И он буквально потащил Леарзу за собой в неизвестном направлении; они пронеслись по улице и оказались на площадке, сплошь уставленной странными штуками, и лишь когда Каин у одной из них открыл дверцу, Леарза догадался, что это и есть самые настоящие аэро: только стоящие смирно на земле.
– Ну, сейчас полетаем! Ты ведь об этом мечтал? Конечно, понимаю! – без умолку тараторил Каин, пока Леарза осторожно устраивался в кресле, которое напугало его, зашевелившись: потом уж только он сообразил, что кресло приняло его форму. – Космические перелеты – не самая зрелищная штука на свете, если только, пожалуй, не брать в расчет гонки по орбите, там и несчастные случаи бывают, когда какой-нибудь сумасшедший сорвется с орбиты и – бам! – в спутник врежется, или даже друг в друга, вот тогда такая пиротехника получается – загляденье, ну если не считать, конечно, того факта, что там кто-то помер в этот момент. Ну, космос – дело такое! Понимаешь ли, воздуха-то там нет, Квинн еще не рассказывал тебе?.. – Леарза очумело потряс головой. – И вообще место не самое безопасное, так что обшивка на кораблях должна быть надежная, из хорошего сплава, в общем... – тут аэро плавно тронулся с места; Леарза поначалу и не заметил, лишь потом сообразил, что они действительно поднимаются в воздух, совершенно бесшумно, будто чья-то невидимая рука тянет их. – В общем, гигантские окна там обычно не делают, а если и есть обзорные комнаты, на время полета их задраивают наглухо!
Они поднялись на нужную, видимо, высоту, и Каин коротко хохотнул; в следующее мгновение аэро так резко сорвался с места, что Леарза едва сдержал восклик.
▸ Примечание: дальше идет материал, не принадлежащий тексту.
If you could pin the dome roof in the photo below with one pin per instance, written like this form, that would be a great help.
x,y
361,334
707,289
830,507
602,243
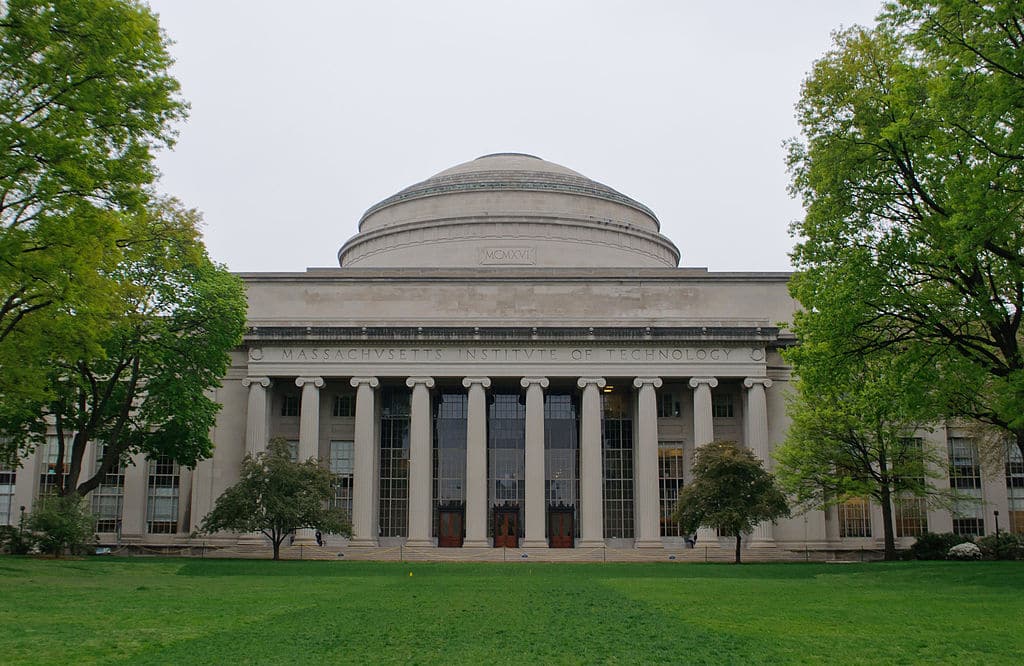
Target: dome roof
x,y
510,171
508,208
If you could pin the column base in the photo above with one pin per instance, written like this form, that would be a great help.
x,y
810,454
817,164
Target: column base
x,y
361,543
648,543
419,543
590,543
761,543
305,537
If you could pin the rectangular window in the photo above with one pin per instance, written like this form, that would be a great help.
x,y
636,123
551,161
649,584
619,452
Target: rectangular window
x,y
1015,488
344,406
54,471
7,479
668,405
341,464
449,469
394,462
969,526
162,498
911,516
721,406
290,405
670,481
854,518
617,454
108,499
965,468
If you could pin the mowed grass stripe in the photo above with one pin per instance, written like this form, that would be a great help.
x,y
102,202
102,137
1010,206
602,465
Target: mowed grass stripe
x,y
173,611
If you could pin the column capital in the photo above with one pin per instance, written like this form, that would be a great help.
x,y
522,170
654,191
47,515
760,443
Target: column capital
x,y
583,382
467,382
426,381
696,381
373,382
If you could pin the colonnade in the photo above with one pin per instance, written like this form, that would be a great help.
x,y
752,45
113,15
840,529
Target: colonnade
x,y
646,500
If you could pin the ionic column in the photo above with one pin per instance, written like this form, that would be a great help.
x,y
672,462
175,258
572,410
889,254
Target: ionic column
x,y
591,508
419,462
535,537
256,414
704,432
645,494
476,461
364,459
133,524
308,436
757,442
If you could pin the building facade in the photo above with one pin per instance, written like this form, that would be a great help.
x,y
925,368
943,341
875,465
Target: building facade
x,y
508,355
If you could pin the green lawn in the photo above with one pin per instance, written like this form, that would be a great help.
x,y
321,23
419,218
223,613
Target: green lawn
x,y
200,611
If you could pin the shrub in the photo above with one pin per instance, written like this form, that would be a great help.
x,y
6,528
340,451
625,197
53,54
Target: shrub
x,y
15,540
932,545
62,524
1006,546
966,550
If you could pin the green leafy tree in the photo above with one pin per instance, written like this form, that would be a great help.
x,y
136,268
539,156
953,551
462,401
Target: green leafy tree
x,y
62,524
145,384
908,167
85,99
852,417
275,496
731,490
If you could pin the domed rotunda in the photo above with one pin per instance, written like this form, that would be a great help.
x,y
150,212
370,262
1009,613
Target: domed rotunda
x,y
509,209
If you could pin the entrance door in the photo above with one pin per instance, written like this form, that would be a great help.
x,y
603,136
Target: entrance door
x,y
450,526
507,526
560,526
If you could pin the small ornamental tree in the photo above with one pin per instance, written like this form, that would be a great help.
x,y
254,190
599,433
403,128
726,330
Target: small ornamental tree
x,y
731,490
275,496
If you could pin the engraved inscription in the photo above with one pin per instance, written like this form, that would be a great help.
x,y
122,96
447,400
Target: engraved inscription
x,y
481,355
508,255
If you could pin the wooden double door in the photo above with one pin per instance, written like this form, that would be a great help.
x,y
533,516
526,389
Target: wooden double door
x,y
507,526
451,526
561,526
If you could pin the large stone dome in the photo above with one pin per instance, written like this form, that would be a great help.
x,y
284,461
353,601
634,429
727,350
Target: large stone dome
x,y
508,209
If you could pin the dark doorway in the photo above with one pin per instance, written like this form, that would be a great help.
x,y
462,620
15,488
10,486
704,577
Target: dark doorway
x,y
561,526
507,526
451,525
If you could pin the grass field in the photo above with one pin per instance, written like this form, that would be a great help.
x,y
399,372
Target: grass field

С такой скоростью он еще никогда в жизни не передвигался: все вокруг смазалось, зеркальные небоскребы превратились в мелькающие тени, и только равнодушное тяжелое небо следило за ними, понемногу темнея еще сильнее. Летели они, впрочем, недолго; мельтешение небоскребов утихло, и аэро опустился на другую площадку, пусть и похожую, но расположенную не на земле, а на крыше одного из зданий пониже.
Леарза, все еще не понимая, куда они направляются, послушно пошел следом за Каином; тот спустился по лестнице, – обычной, не движущейся, – и перед ним распахнулась дверь. Леарза шагнул вперед, еще не видя, куда идет, и вдруг погрузился в мир разноцветной ночи и табачного дыма. Он растерялся, и если бы не рука Каина, поймавшая его за плечо, так и остался бы стоять у входа.